Tapley House (Number 33) And Mentmore (Number 34) is a Grade II listed building in the North East Lincolnshire local planning authority area, England. First listed on 30 June 1999. House. 5 related planning applications.

Tapley House (Number 33) And Mentmore (Number 34)

WRENN ID
lone-ledge-rush
Grade
II
Local Planning Authority
North East Lincolnshire
Country
England
Date first listed
30 June 1999
Type
House
Source
Historic England listing

Description

Tapley House (Number 33) and Mentmore (Number 34)

A pair of houses dating from around 1900, built in red brick with imitation timber framing and plastered panels beneath Welsh slate roofs. The houses form a handed pair arranged in an approximately U-shaped plan.

The exterior comprises two storeys with six first-floor windows. A four-window middle section features twin central octagonal turrets, projecting gabled outer wings, and entrances positioned in the angles between. The base is marked by a chamfered plinth capped with blue brick.

Each house is approached by a flight of stone steps with low coped balustrade walls leading to an internal entrance porch. The basket-arched outer doorway has chamfered jambs, rusticated brick quoins, and a carved stone head with moulded imposts. The spandrels are panelled, and an architrave frames the opening. The porches contain polychrome tiled floors, dado rails, and part-glazed panelled doors with shaped lights set in glazed and panelled screens with engraved lights. Number 34 features a later two-fold panelled outer door beneath a radial fanlight with slender copper glazing bars.

The octagonal turrets are lit by plate-glass casements at each floor. The outer wings each have a projecting ground-floor brick bay window flanked by shaped wooden brackets that carry a jettied first floor. The bay windows have two lights to the front and one to each side, with sills and shaped lintels. A deep continuous dentilled and moulded wooden first-floor string course runs across the facade. Balconies above the entrances are fitted with pierced splat balusters, moulded piers, and rails. Number 34 retains an original cross-window to the balcony with moulded architrave and leaded lights incorporating coloured glass; Number 33 has a later French window and overlight.

The wings are clad with vertical timber panelling to the front and sides. Each contains a single tripartite four-light window with a central projecting triangular-pointed two-light section, set beneath a continuous pulvinated cornice. A Y-framed gable with deep bracketed eaves crowns each wing. The central turrets feature a similar cornice at eaves level, above which rises a short vertical-panelled octagonal stage topped by a short spire with splayed base and ball finial.

Moulded bargeboards with finials ornament the gables. Shaped and pierced eaves boards run across the remainder of the facade, including the turrets. All windows except those to the balconies have moulded wood mullions with large panes below and smaller segmental-arched panes above. Crested ridge-tiles crown the roof. Three ridge stacks with panelled sides and dentilled cornices carry original pots.

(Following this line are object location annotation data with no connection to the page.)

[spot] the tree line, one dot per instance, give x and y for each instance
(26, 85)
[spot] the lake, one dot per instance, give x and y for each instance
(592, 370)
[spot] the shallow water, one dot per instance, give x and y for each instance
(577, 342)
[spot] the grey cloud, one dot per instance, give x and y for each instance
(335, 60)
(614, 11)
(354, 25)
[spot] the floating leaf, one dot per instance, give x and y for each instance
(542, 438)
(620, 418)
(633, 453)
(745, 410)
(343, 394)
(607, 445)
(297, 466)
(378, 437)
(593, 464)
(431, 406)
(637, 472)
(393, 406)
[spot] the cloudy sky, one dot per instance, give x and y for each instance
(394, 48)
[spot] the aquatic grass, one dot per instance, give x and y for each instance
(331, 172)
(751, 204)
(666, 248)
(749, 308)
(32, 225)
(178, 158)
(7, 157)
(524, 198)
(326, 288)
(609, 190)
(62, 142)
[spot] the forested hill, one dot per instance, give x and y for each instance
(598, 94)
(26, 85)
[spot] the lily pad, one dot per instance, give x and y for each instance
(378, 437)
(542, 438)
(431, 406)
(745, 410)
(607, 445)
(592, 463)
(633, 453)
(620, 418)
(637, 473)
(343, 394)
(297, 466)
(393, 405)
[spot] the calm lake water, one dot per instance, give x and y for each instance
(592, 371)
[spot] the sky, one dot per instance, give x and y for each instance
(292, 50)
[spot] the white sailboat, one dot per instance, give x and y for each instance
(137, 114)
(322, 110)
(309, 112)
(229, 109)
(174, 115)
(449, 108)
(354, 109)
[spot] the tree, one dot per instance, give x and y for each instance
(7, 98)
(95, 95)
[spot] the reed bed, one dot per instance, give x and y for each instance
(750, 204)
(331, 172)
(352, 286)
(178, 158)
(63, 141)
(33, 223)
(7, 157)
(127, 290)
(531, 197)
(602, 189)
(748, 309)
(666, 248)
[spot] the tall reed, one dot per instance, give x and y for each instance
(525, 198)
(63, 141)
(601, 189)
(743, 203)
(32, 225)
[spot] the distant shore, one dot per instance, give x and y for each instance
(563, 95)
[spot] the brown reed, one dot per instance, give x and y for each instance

The right return features a pair of flat-roofed ground-floor wooden bay windows with glazing matching the front windows, a continuous first-floor corniced string course, and a pair of single sashes to the first floor. The left return is similar but has a brick chimneybreast to the right in place of a bay window.

The interiors contain moulded cornices and ceilings with round-arched openings to bay windows set with moulded corbels and archivolts. Number 34 preserves an Adam-style ceiling in the front room and a 17th-century-style panelled surround and overmantel to the recessed front fireplace. Both houses have staircases featuring bolection-panelled strings, pierced splat balusters, and bold newels with carved relief panels.

These houses form part of a series of stylish dwellings erected around Peoples Park in the 1890s and early 1900s, when Grimsby was flourishing as a fishing port.